The ^^ construct splices a list into another list. Crudely speaking, it
strips a set of list brackets off its argument and puts the contents
into the enclosing list. So [ ^^( [a] ) ] is just [a].
The procedure given above, with [a b c] as input, in effect has as an
intermediate result
[ ^^( [a], [b], [c] ) ]
at the point where the for loop has run but the ^^ hasn't yet acted.
Since ^^ expects a single list as argument, it strips the brackets off
the [c] but leaves the other two lists alone, so when the outer list is
built you get the result you report.
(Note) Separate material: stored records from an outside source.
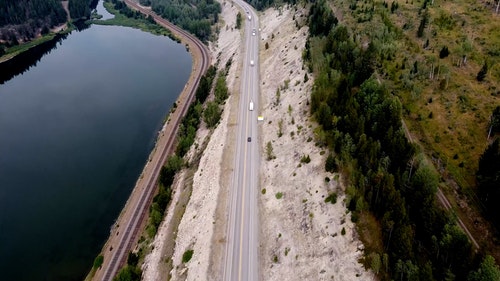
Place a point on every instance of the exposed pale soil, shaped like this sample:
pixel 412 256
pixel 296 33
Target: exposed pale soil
pixel 300 234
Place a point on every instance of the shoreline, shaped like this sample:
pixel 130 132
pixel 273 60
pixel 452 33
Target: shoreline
pixel 167 132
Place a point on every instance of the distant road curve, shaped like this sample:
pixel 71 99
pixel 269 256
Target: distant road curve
pixel 136 209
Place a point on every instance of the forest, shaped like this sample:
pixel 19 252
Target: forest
pixel 391 184
pixel 23 20
pixel 195 16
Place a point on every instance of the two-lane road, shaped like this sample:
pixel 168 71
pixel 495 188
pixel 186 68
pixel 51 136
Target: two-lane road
pixel 242 250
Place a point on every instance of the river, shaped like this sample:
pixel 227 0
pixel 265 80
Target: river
pixel 75 133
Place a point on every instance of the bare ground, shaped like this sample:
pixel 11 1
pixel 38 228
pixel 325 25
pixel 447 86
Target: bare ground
pixel 301 235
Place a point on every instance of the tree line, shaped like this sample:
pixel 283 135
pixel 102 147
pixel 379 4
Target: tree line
pixel 360 121
pixel 23 20
pixel 195 16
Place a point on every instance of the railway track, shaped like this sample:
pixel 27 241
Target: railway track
pixel 140 210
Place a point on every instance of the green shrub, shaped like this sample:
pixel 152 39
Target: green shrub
pixel 305 159
pixel 188 254
pixel 332 198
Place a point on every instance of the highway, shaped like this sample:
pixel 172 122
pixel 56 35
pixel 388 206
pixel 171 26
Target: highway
pixel 136 209
pixel 242 249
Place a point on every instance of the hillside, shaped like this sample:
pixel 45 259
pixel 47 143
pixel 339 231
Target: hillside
pixel 429 55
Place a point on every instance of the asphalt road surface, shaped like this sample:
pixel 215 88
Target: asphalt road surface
pixel 242 250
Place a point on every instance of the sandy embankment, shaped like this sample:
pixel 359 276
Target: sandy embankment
pixel 300 235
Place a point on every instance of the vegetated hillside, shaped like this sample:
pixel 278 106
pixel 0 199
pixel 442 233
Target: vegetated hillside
pixel 79 9
pixel 23 20
pixel 369 74
pixel 441 59
pixel 431 53
pixel 196 16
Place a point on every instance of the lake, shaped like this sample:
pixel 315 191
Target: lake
pixel 75 133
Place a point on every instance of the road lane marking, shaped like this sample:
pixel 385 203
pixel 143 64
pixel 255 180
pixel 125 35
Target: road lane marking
pixel 243 188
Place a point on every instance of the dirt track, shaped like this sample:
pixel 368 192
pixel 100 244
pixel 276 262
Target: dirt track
pixel 165 142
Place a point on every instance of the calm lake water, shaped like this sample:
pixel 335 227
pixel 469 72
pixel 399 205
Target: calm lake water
pixel 75 133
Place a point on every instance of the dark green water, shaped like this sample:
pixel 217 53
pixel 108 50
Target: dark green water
pixel 75 133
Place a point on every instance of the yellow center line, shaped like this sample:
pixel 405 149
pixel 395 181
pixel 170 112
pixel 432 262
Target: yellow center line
pixel 243 186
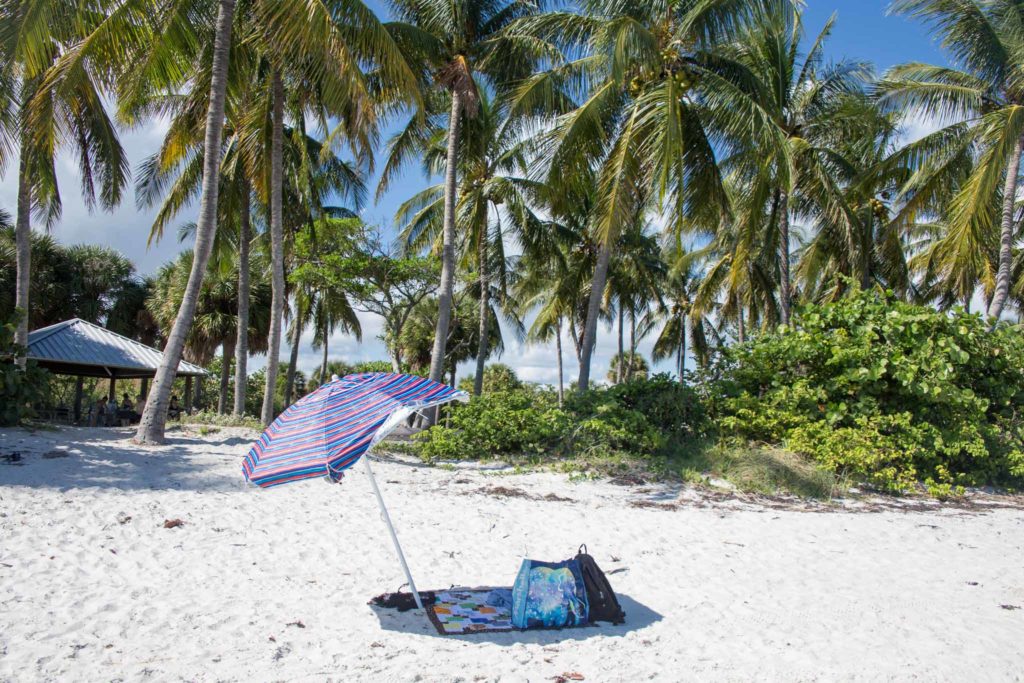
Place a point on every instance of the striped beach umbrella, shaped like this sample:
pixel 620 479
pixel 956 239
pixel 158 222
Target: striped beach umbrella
pixel 327 431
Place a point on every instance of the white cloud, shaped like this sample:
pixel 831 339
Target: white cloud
pixel 915 126
pixel 126 228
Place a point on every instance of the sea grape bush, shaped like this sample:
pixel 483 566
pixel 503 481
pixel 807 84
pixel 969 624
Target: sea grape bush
pixel 642 417
pixel 889 392
pixel 524 421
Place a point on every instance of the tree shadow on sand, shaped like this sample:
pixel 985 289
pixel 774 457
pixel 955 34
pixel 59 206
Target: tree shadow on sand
pixel 638 616
pixel 75 458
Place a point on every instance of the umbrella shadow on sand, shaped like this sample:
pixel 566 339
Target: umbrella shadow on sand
pixel 104 458
pixel 638 616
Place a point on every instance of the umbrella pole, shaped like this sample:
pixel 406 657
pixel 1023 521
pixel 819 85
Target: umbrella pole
pixel 394 537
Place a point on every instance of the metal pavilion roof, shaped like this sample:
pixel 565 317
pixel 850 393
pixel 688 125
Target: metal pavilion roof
pixel 79 347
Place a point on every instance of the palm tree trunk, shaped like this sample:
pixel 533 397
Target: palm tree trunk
pixel 558 348
pixel 276 248
pixel 1007 235
pixel 622 349
pixel 324 359
pixel 481 351
pixel 783 258
pixel 242 343
pixel 681 358
pixel 23 249
pixel 593 310
pixel 293 359
pixel 684 325
pixel 225 376
pixel 577 342
pixel 633 344
pixel 151 426
pixel 448 250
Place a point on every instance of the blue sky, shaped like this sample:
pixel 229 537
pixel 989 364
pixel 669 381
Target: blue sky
pixel 863 31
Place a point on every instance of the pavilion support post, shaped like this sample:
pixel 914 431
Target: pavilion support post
pixel 394 537
pixel 187 403
pixel 79 389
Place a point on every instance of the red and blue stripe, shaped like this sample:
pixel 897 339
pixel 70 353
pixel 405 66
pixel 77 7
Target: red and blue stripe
pixel 330 429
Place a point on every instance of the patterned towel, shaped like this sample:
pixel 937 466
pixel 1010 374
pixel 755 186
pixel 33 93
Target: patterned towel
pixel 462 610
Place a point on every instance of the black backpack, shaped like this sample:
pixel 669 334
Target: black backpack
pixel 603 603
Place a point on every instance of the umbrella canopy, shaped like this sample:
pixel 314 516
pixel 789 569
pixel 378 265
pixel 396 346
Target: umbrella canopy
pixel 327 431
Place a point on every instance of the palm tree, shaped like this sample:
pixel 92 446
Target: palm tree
pixel 143 54
pixel 495 208
pixel 640 122
pixel 981 94
pixel 792 162
pixel 216 322
pixel 460 41
pixel 322 49
pixel 681 285
pixel 45 110
pixel 870 248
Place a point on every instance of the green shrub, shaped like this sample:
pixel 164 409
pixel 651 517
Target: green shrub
pixel 228 420
pixel 525 421
pixel 497 377
pixel 640 418
pixel 20 389
pixel 889 392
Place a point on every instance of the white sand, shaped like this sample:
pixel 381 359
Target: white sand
pixel 713 590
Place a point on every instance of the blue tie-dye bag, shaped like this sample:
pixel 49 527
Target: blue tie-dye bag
pixel 549 595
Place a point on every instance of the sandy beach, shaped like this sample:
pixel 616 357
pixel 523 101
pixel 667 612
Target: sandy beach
pixel 272 585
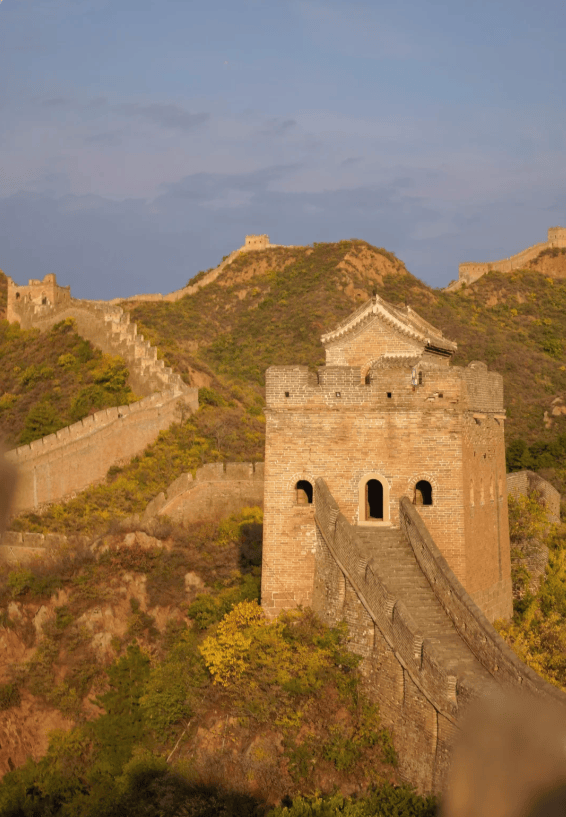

You can check this explanation: the
line above can be executed as I've typed it.
The teach file is thus incorrect, and the correct procedure is
define listify1(list);
vars item;
[^(for item in list do [^item] endfor)]
enddefine;
since the single ^ builds the list required without stripping any of the
brackets inserted in the loop.
Surprising that no-one's commented before in the 15 years the teach file
has been around! It must always have produced the error. I'll fix it in
the Sussex masters, though I don't know whether that will propagate now.